Join Mary NurrieStearns for a highly experiential day of training. Learn how to:
- Teach your clients to heal shame by utilizing self-compassion to regulate their emotions
- Show them how to relate to their thoughts
- Release trauma from your clients’ bodies
An expert presenter, Mary’s teaching is light-hearted and relevant to your work. Infused with practical clinical examples and practices that you try for yourself this seminar focuses on how to utilize mindful self-compassion as a powerful clinical resource in your day to day work. You will leave the seminar with understandings and skill sets for yourself and your clients.
Toxic Shame
- Interpersonal origins – cultural, developmental and trauma
- Causes of shame in men, shame in women
- Physiology and narrative of toxic shame
- Self-criticism, self-protection, shame collapse triangle
Research on the Healing Power of Self-Compassion
- Mindfulness as the foundation of self-compassion
- Components of self-compassion
- Physiology and neuroscience of compassion
- Research on how yoga heals toxic shame
- Self-compassion as intervention for low self-esteem
- Self-compassion for emotional resiliency
Repairing Toxic Shame Using Mindful Self-Compassion Skills
- First Skill set –cultivating safety with heart centered mindfulness, and/or sensory awareness practice
- Second skill set– emotional regulation and calming body with body centering, gentle yoga movement and/or breathing awareness
- Third skill set – naming thoughts, reflection (I am not my story), inquiry and understanding, larger perspective
- Fourth skill set– naming and taking care of painful emotions, including grief, with compassionate self-talk, cultivating inner loving mother
- Fifth skill set – using self-compassion to make desired changes
Practices of Self-Compassion and Clinical Uses
- 3 part self-compassion letter- embrace shame like loving mother
- Compassion prayer to self – softening resistance to compassion
- Tonglen practice – link shame to compassion
- Healing self-touch, comforting self-talk – regulation of painful emotions
- Self-compassion break –accessing self-compassion
- Heart centered yoga – for healing the physiology of shame
- Experience these practices for yourself
Necessity of Self-Compassion for Therapist
- Empathy vs compassion in your brain
- Importance of healing presence
- Modeling self-compassion
More information about Medical:
Medicine is the science and practice of establishing the diagnosis, prognosis, treatment, and prevention of disease.

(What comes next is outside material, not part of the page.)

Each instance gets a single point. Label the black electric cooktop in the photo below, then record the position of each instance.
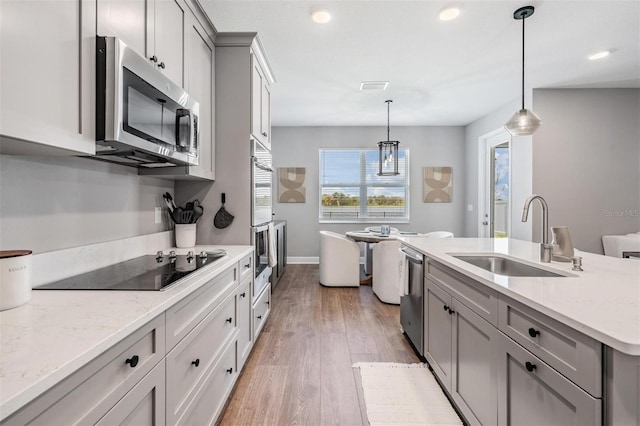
(142, 273)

Medicine encompasses a variety of health care practices evolved to maintain and restore health by the prevention and treatment of illness.
Contemporary medicine applies biomedical sciences, biomedical research, genetics, and medical technology to diagnose, treat, and prevent injury and disease,
typically through pharmaceuticals or surgery, but also through therapies as diverse as psychotherapy, external splints and traction, medical devices, biologics, and ionizing radiation, amongst others.
Medicine has been around for thousands of years, during most of which it was an art (an area of skill and knowledge) frequently having connections to the religious and
philosophical beliefs of local culture. For example, a medicine man would apply herbs and say prayers for healing, or an ancient philosopher and physician would apply bloodletting according to the theories of humorism.
In recent centuries, since the advent of modern science, most medicine has become a combination of art and science (both basic and applied, under the umbrella of medical science).
While stitching technique for sutures is an art learned through practice, the knowledge of what happens at the cellular and molecular level in the tissues being stitched arises through science.